A comprehensive full-stack application for scraping, analyzing, and predicting football match outcomes using machine learning. Features a modern React frontend, FastAPI backend, and automated scheduling system.
- 📊 Database Management: PostgreSQL with SQLAlchemy ORM for tournaments, seasons, teams, matches, and predictions
- 🤖 Machine Learning: XGBoost/LightGBM ensemble models for match outcome prediction with probability calibration
- 🌐 Web Scraper: Playwright-based scraper for OddsPortal with real-time progress tracking
- 🎯 Value Bet Detection: Automated identification of profitable betting opportunities
- 📅 Automated Scheduling: APScheduler integration for daily scraping and predictions
- 🔌 Real-time Updates: WebSocket support for live scraping progress and match updates
- Modern React dashboard with Next.js 15 App Router
- Real-time scraping job monitoring with WebSocket updates
- Interactive match analysis with team form visualization
- Prediction confidence badges and value bet indicators
- Schedule management UI for automated tasks
- Responsive design with shadcn/ui components
┌─────────────────────────────────────────────────────────────────┐
│ CLIENT LAYER │
├─────────────────────────────────────────────────────────────────┤
│ Next.js 15 Frontend │ WebSocket Client │ CLI (Dev Tools)│
│ - React + TypeScript │ - Real-time │ - algobet │
│ - TanStack Query │ progress │ - algobet-dev │
│ - shadcn/ui │ - Live updates │ │
└─────────────────────────────────────────────────────────────────┘
│
▼
┌─────────────────────────────────────────────────────────────────┐
│ API LAYER │
├─────────────────────────────────────────────────────────────────┤
│ FastAPI Application │
├─────────────────────────────────────────────────────────────────┤
│ /api/v1/matches │ /api/v1/predictions │ /api/v1/models │
│ /api/v1/tournaments │ /api/v1/value-bets │ /api/v1/scraping│
│ /api/v1/teams │ /api/v1/schedules │ /ws/progress │
└─────────────────────────────────────────────────────────────────┘
│
▼
┌─────────────────────────────────────────────────────────────────┐
│ SERVICE LAYER │
├─────────────────────────────────────────────────────────────────┤
│ PredictionService │ ScrapingService │ SchedulerService │
│ - Model inference │ - OddsPortal │ - Task CRUD │
│ - Feature eng. │ scraper │ - Cron execution │
│ - Batch predict │ - Job tracking │ - History track │
└─────────────────────────────────────────────────────────────────┘
│
▼
┌─────────────────────────────────────────────────────────────────┐
│ DATA LAYER │
├─────────────────────────────────────────────────────────────────┤
│ PostgreSQL Database │ Model Registry (File System) │
│ - matches, teams │ - XGBoost/LightGBM models │
│ - predictions, tournaments │ - Feature transformers │
│ - scheduled_tasks │ - Version metadata │
└─────────────────────────────────────────────────────────────────┘
- Framework: FastAPI (Python 3.10+)
- Database: PostgreSQL + SQLAlchemy 2.0
- ML Libraries: scikit-learn, XGBoost, LightGBM, Optuna
- Scraping: Playwright
- Scheduling: APScheduler
- Testing: pytest, pytest-asyncio (155 tests passing)

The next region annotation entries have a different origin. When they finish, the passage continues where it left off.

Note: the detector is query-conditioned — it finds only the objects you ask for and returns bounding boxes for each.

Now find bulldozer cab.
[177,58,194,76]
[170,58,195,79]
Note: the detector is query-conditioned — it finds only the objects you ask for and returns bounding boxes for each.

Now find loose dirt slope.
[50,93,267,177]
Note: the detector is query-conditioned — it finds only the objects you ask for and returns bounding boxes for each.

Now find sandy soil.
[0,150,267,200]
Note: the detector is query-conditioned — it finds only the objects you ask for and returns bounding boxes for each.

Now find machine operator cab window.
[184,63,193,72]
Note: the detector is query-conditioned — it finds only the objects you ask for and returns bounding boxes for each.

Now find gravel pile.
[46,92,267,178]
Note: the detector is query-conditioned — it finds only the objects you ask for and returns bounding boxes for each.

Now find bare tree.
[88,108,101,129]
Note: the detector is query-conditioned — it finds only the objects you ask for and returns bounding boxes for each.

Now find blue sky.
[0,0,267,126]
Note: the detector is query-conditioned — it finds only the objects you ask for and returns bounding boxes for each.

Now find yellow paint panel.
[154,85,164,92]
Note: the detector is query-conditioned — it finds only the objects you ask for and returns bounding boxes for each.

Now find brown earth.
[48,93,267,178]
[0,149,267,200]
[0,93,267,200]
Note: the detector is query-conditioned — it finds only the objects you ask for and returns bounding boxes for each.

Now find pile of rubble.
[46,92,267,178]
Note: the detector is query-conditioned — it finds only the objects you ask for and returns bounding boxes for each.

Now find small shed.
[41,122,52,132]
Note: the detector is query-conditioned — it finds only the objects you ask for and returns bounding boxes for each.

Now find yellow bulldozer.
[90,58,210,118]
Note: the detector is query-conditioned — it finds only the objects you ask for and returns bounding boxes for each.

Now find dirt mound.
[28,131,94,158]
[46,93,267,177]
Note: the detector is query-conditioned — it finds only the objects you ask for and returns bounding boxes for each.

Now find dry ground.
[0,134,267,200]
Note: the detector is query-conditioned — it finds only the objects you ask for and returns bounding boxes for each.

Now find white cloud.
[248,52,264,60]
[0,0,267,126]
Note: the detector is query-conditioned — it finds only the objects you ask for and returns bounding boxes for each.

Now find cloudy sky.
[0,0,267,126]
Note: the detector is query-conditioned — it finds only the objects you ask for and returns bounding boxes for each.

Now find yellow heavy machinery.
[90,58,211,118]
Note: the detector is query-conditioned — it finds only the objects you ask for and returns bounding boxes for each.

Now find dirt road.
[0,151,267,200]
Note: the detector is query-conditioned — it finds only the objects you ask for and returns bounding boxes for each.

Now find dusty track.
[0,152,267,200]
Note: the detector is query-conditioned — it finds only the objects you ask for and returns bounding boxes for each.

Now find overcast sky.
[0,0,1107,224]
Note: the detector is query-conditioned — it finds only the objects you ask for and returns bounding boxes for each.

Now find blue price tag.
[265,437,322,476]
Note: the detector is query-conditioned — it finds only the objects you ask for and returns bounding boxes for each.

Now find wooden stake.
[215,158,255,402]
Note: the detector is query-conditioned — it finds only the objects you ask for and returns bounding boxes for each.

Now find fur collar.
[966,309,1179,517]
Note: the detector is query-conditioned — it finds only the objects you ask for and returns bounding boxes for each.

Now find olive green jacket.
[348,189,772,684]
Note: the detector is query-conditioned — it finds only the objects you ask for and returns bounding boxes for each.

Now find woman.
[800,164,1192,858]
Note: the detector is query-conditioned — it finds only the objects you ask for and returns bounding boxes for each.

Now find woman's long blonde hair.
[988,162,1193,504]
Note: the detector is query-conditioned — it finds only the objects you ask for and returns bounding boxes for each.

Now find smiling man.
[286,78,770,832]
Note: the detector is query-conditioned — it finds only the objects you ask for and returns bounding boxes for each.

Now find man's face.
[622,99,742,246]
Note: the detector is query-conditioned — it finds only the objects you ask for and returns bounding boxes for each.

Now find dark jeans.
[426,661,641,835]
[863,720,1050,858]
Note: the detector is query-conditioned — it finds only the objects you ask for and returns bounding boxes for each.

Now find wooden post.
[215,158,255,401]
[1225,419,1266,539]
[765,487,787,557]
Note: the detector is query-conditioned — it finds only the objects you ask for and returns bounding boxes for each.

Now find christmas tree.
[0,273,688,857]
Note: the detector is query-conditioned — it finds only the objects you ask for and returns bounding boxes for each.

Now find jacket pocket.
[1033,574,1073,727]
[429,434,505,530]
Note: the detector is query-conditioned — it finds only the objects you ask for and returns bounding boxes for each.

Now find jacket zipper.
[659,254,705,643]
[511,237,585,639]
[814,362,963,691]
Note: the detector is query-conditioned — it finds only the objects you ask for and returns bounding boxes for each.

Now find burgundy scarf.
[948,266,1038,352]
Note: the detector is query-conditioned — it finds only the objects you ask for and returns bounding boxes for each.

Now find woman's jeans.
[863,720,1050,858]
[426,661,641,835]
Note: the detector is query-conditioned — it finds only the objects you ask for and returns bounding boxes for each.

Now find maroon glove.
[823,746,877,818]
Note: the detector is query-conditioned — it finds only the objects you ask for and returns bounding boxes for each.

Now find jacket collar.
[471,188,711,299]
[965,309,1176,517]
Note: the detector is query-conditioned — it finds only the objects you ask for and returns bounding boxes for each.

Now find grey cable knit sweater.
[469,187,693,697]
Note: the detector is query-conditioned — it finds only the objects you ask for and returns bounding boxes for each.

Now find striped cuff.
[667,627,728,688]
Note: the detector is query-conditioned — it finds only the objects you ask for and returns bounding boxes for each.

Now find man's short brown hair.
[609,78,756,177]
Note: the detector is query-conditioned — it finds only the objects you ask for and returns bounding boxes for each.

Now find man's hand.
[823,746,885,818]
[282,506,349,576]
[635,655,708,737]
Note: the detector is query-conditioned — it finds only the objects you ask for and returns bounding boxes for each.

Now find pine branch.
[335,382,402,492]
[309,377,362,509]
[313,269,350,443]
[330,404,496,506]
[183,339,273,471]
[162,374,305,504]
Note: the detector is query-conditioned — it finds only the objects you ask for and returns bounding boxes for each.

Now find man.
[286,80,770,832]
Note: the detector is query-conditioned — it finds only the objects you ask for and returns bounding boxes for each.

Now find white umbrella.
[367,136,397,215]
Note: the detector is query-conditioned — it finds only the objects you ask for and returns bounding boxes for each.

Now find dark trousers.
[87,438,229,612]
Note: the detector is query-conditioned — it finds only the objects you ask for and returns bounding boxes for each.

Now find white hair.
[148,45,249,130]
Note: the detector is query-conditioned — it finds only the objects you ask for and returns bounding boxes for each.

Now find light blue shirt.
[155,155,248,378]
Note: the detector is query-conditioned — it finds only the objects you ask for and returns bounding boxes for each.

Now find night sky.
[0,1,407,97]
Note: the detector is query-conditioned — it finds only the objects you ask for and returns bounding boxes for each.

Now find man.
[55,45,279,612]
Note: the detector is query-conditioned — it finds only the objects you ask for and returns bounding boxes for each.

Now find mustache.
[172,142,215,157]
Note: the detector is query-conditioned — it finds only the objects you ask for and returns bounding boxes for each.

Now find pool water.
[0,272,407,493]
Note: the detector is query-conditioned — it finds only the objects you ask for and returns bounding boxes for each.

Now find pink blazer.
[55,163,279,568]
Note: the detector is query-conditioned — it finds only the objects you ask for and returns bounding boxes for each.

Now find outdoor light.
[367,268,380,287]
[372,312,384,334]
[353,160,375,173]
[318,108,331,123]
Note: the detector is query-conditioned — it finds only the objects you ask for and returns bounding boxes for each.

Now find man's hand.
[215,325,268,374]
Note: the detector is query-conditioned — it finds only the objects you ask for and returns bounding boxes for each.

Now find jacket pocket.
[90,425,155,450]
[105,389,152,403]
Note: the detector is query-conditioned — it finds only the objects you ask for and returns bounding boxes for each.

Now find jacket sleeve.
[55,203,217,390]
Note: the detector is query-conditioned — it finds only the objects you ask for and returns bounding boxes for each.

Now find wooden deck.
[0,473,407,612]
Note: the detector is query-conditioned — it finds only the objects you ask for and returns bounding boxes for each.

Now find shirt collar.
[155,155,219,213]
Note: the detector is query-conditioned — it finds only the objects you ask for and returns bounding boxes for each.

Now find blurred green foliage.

- Framework: Next.js 15 (App Router)
- Language: TypeScript 5.3+
- Styling: Tailwind CSS 3.4+
- UI Components: shadcn/ui + Radix UI
- State Management: TanStack Query, Zustand
- Forms: React Hook Form + Zod
- Containerization: Docker + docker-compose
- Scheduler: Cron jobs via Docker or system cron
- Code Quality: ruff (linting), mypy (type checking)
- Python 3.10+
- PostgreSQL 14+
- Node.js 18+ (for frontend)
- Playwright browsers
# Using uv (recommended)
uv venv
source .venv/bin/activate
uv pip install -e ".[dev]"
uv run playwright install chromium
# Or using pip
pip install -e ".[dev]"
playwright install chromiumcd frontend
npm install
npm run dev# Initialize database tables
algobet init
# Or reset (destructive)
algobet reset-db --yes
# Seed with default scheduled tasks
algobet seed-schedules# Full stack with scheduler
docker-compose -f docker-compose.yml -f docker-compose.scheduler.yml up -d
# Database only
docker-compose up -d db# Development with auto-reload
uvicorn algobet.api.main:app --reload --host 0.0.0.0 --port 8000
# Production
uvicorn algobet.api.main:app --host 0.0.0.0 --port 8000
# With scheduler enabled
ENABLE_SCHEDULER=true uvicorn algobet.api.main:app --host 0.0.0.0 --port 8000cd frontend
npm run devAccess the application at http://localhost:3000
# Initialize database
algobet init
# Reset database (destructive)
algobet reset-db
# Show database statistics
algobet db-stats
# Run scheduled task manually
algobet-runner --task daily-upcoming-scrape
# Train ML model
algobet train run --model-type xgboost --tune# Scrape upcoming matches (runs in background)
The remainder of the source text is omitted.